Re: NANFA-- Collecting in Ohio-Mudminnows?

Todd Crail (farmertodd_at_buckeye-express.com)
Tue, 24 Feb 2004 20:34:42 -0500

You need to come up to Toledo Mike (yes, this is an open invitation :)

The ditches of the western Oak Openings (formerly huge spanses of treeless
wet prairie) are loaded with them (mudminnows). We've gotten them when
there's ice (you just stand on the ice and they shoot out on top of it and
then you grab em when the water starts going back off the ice) when there
isn't ice, and um, well I've found them in barely a trickle of water all
wrapped in algae late September :) Dipnets, seines... Whatever floats your
boat. You stomp in vegetation and they appear in your snare. You will find
as many as you need.

Oh and once it warms up... It get's nuts. I've done up to 13 species from
one ditch (spawning orangethroats included!) in a trip (mid June). They've
kind of become the surrogate headwater, I think, and I'm going to really
explore them this year. Grass pickerel, least darters... It will become
really neat once we get the Secor dam down on the Ottawa River/Tenmile Creek
segment. I wouldn't be suprised to find spawning pike and perch.
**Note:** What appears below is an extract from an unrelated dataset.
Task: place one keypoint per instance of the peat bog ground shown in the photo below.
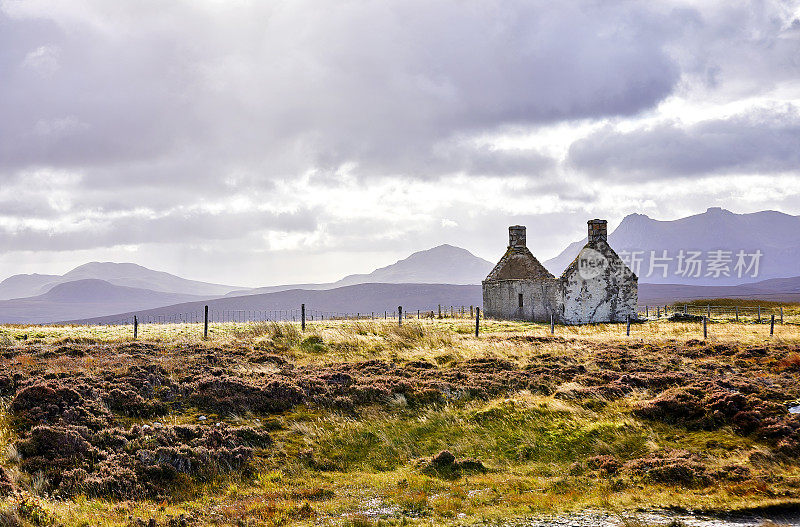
(368, 423)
I'm hoping to sample longear sunfish, spotted sucker and western creek
chubsuckers in the same ditches this year with some more extensive efforts
during the spawn season. I guess you'd call that my "goal".
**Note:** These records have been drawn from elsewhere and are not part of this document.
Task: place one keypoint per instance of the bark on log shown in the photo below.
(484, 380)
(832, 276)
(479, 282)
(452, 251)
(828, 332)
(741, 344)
Anyway... it's the same place where this attrocity is comitted once the
rains come... http://www.farmertodd.com/nanfa/misc/OhMy1.jpg Bastid even
irrigates the field in the summer. Uh... Don't try and grow corn on shallow
sand over clay huh?

That is a VERY deep ditch btw... We won't be even going near it when it's
this high. That water is HAULING.

----- Original Message -----
From: "Michael Sandel" <kwksand_at_yahoo.com>
To: <nanfa_at_aquaria.net>
Sent: Tuesday, February 24, 2004 12:12 PM
Subject: NANFA-- Collecting in Ohio-Mudminnows?

> Us OSU folks went out this weekend to collect in some streams near Buckeye
Lake.(east-central Ohio) Not too much excitement yet. Here's the list
> Central stonerollers-fat and happy
> Blackstripe topminnows
> Silverjaw minnows
> Sand shiners
> Striped shiners
> Bluntnose minnows
> Lots of HUGE creek chubs
> One Rockbass
> Johnny darters
> Fantail darters, some pretty colorful
> Surprisingly, no suckers, in what appeared to be very suitable habitat,
especially for Hogsuckers. Maybe they're still in deeper waters. We will
soon be looking for central mudminnows, does anyone have any tips or tricks
for efficiently catching these guys? I have been unsuccessful on solo
seining efforts, in known localities. Maybe minnow traps?